Discussion The results of Experiment 2 replicated well and extended those of Experiment 1. Again, it was confirmed that quite a number of students used immature buggy algorithms even though they could use more advanced algorithms. The proficiency of component skills tended to prevent students from relying on buggy algorithms at Grade 3, but not later. In contrast. the comprehension of the trade principle tended to immunize them against buggy algorithms a few years later. Thus, the results gave support to the effort-saving assumption as well as the correct-procedure assumption. The results also suggest that children’s use of buggy algorithms is based on their optimistic estimate of getting correct answers by doing so. These algorithms, which are simpler than the correct one, are relied on when students have to solve many problems. In other words, it is likely that students regard buggy algorithms to be effort-saving, legitimate (therefore attractive) variants.

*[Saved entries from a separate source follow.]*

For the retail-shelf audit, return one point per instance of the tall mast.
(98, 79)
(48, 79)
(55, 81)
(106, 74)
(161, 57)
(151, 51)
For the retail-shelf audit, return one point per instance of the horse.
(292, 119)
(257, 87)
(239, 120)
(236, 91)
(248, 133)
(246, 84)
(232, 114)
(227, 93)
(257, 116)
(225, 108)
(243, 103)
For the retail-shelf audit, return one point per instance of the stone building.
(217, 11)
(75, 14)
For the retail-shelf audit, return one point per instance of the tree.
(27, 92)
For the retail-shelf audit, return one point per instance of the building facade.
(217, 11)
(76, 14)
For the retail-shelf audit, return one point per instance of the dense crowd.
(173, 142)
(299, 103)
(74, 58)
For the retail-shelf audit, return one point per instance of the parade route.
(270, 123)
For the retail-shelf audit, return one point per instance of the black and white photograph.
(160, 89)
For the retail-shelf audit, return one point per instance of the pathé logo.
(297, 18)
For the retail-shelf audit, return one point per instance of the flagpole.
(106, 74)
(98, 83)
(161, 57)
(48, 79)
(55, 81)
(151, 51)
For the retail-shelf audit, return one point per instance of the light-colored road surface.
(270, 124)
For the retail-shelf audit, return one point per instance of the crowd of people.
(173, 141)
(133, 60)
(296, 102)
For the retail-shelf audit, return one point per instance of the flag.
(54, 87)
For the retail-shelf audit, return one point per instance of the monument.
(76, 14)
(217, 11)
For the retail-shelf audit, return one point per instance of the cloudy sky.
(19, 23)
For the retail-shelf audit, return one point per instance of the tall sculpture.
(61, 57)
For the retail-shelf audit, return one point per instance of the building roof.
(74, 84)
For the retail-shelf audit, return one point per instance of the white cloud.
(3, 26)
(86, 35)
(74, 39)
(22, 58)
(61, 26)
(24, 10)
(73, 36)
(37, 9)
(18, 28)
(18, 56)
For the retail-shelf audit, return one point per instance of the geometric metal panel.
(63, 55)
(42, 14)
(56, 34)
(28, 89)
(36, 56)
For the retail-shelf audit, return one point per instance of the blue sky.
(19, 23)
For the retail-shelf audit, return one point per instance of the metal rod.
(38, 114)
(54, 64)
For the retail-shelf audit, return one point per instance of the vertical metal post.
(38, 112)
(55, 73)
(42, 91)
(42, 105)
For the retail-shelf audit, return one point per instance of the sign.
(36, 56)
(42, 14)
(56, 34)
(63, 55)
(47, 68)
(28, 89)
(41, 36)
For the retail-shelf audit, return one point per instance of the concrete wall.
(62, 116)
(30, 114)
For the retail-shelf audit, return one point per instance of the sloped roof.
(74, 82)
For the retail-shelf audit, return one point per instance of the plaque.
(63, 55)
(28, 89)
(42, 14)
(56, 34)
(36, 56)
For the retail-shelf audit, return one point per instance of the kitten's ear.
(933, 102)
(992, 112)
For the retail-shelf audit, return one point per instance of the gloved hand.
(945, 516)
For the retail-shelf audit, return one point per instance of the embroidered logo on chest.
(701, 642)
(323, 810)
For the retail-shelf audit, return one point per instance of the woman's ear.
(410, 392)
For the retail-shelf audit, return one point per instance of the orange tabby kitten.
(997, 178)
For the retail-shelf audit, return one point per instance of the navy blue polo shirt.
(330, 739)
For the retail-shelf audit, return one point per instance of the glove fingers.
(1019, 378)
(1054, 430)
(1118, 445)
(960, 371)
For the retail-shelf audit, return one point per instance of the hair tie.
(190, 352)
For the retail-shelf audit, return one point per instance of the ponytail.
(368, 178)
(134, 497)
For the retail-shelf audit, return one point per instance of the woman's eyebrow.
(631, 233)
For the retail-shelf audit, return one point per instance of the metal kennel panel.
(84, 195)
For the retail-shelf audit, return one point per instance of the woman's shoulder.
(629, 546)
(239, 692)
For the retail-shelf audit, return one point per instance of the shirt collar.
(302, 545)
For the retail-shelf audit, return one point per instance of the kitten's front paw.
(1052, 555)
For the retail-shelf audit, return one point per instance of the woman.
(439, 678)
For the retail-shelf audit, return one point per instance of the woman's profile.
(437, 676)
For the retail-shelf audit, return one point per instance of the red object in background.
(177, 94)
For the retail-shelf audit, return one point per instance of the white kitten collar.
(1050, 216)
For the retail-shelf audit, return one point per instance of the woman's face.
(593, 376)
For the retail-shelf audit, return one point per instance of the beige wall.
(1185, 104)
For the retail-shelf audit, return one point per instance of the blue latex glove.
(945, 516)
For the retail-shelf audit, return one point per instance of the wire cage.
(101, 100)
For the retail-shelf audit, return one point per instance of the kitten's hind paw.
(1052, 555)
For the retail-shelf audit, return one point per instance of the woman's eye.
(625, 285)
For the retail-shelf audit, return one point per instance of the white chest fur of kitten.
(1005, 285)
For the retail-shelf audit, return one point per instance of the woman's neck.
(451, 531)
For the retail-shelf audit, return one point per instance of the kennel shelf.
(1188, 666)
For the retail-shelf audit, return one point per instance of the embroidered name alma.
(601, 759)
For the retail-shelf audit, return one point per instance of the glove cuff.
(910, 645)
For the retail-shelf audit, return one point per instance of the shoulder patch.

In spite of the increased number of two-step borrowing items, only one of those whose LMS was at Level 3 revealed MMS at Level 4. Buggy algorithms for two-step borrowing (borrow-across-zero and borrow-from-zero) may have been exploited only when the students had no other way to proceed. In other words, for these buggy algorithms, the missing rule view may hold. The observed small contextual variation in the number of buggy responses for the item of 405 - 188 = ? was consistent with this interpretation. Because these two strategies are fairly complicated, adopting either of them does not clearly save effort.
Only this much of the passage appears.